The overnight trading mood was shaped by PMI data in Europe that showed an improvement in the Eurozone’s economic backdrop (which nevertheless remains frail) while UK growth problems deepen. The USD is broadly stronger with the exception of the JPY that is clawing back some of yesterday’s losses, while crude oil records a slight 0.3% gain in contrast to a comparable decline in US equity futures—in spite of lower global yields, led by the UK. Copper and iron ore prices are practically unchanged on the day,

Mexican H1-Jan CPI data released this morning beat economists’ forecasts with a notable pick-up in core prices on a bi-weekly basis that should keep Banxico in a hiking mood. Compared to H2-Dec, core prices rose 0.44% against the median submission of 0.32% (and no economist above 0.40%, from 0.19%) while the overall basket saw a 0.46% gain (vs 0.39% consensus, from 0.10%). In year-ago terms, inflation in Mexico has also accelerated over the past three bi-weekly releases (today at 7.94% from 7.86%) and core inflation is showing no signs of letting up as it remains around 8.3-8.5% since H1-Sep (today at 8.45% from 8.34%).
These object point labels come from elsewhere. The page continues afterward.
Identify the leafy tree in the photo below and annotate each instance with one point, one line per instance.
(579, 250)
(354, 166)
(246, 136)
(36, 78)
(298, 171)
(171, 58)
We don’t think today’s print will pull Banxico away from a 25bps hike at its upcoming policy announcement on February 9 (to instead chose a half-point hike), but persistently high core inflation does keep additional hikes on the table towards our forecast of an 11% terminal rate. The MXN barely reacted to the print, and is holding on to a 0.2% decline on the day in line with the dollar tone, as markets remain somewhat skeptical that Banxico has much more left in the chamber.

—Juan Manuel Herrera



S&P affirmed Colombia’s credit rating at BB+ and its outlook as “Stable”. S&P expects continuity in fiscal and monetary pro-growth policies, compatible with fiscal consolidation and the stabilization of the country’s debt ratio at under 60% of GDP.

Macro picture: 

  • S&P highlighted that Colombia had maintained stable democratic and political institutions. The ratings agency also stressed that the inflation targeting regime and flexible exchange rate are key buffers against external shocks.
  • On the negative side, S&P said Colombia has low fiscal flexibility. In fact, it highlighted that despite the approval of the fiscal reform, the government would face a shortfall in revenues in 2024 due to lower growth and commodity prices.
  • The current account deficit is also an issue in Colombia’s investment position. S&P said Colombia had limited success in expanding non-traditional exports. S&P forecast net external debt to represent 140% of current account receipts in the medium term.
  • S&P highlighted growth resilience; they expect Colombia to grow 8% in 2022 and 1% in 2023. They said that higher than expected growth, coupled with a more diverse external sector and a contained growth of the general government debt, could conduct a rating upgrade in a 12–24 month horizon.

Our take:

S&P’s assessment of Colombia's economy coincides with Fitch’s announcement in December (table 1). Both agencies highlighted that strong political and economic institutions grant continuity in pro-growth policies and fiscal responsibility. That said, Colombia’s weak points remain the external deficit and debt burden. We don’t expect a ratings or outlook change soon; that said, Colombian assets will continue to reflect a premium due to the country’s non-investment grade status.